Qui, infatti, il regista (che poi sarebbe lo stesso) e gli sceneggiatori hanno voluto raccontare la storia del degrado di periferia, nella fattispecie di una delle tante opere incompiute in Italia dove, però, ci vivono delle persone. Si tratta del mega condominio “Corviale” di proprietà dell'ATER nell'omonima zona dei sobborghi di Roma, mai veramente compiuto e costruito dal 1975 al 1984. La storia, oltre a evidenziare le condizioni in cui vive la gente, pone sotto i riflettori anche la decadenza sociale del luogo, lasciato abbandonato a se stesso. A ciò si aggiunge poi la discriminazione femminile sul lavoro, evidenziando alcune delle condizioni a cui sono costrette sottostare le donne per evitare licenziamenti anche ingiustificati, spesso dovendo chinare il capo riducendosi a serve, come il personaggio di Lunetta Savino, la segretaria di Ripamonti. Altra attrice straordinaria, con un ruolo qui magari marginale a prima vista, ma che in realtà costituisce un esempio perfetto e un personaggio essenziale per spiegare questa denuncia.
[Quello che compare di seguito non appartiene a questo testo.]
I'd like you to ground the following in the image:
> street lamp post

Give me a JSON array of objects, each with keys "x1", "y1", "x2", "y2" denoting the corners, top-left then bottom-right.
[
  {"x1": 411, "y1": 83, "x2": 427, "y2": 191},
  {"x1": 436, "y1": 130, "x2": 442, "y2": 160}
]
La trama, quindi, è molto interessante per quanto vi siano delle pecche e delle critiche da fare. Difatti è un po' improbabile che un architetto, per quanto donna, con decine di master e un CV pieno di importanti incarichi all'estero non riesca a vincere un concorso in Italia. Non metto in dubbio che la discriminazione non ci sia, solamente che c'è una minima discrepanza tra il contesto lavorativo della protagonista e la situazione reale. Fa' strano ecco; ma non per questo impossibile.
E questa era la prima pecca. La seconda riguarda il personaggio di Raoul Bova. A parte la scelta sbagliata del colore del vestiario nella sua prima scena (neri i vestiti con la scala nera, no! Non si distingue quasi nulla) e la sua incapacità nel ballare (è un tronco!), sinceramente trovo che tutti questi cliché e la rappresentazione effeminata degli omosessuali abbia rotto le balle. Capisco che si puntava a far ridere e il personaggio di Marco Bocci in questo è stato spettacolare, però reputo che si sarebbe potuto ottenere lo stesso risultato senza dover cadere nelle solite “macchiette”. Senza contare che proprio Bova, in una battuta del film, afferma: « cosa dovevo fare? Mettermi le pallette, andare in giro con i tacchi e scrivermelo sulla fronte? » o qualcosa del genere.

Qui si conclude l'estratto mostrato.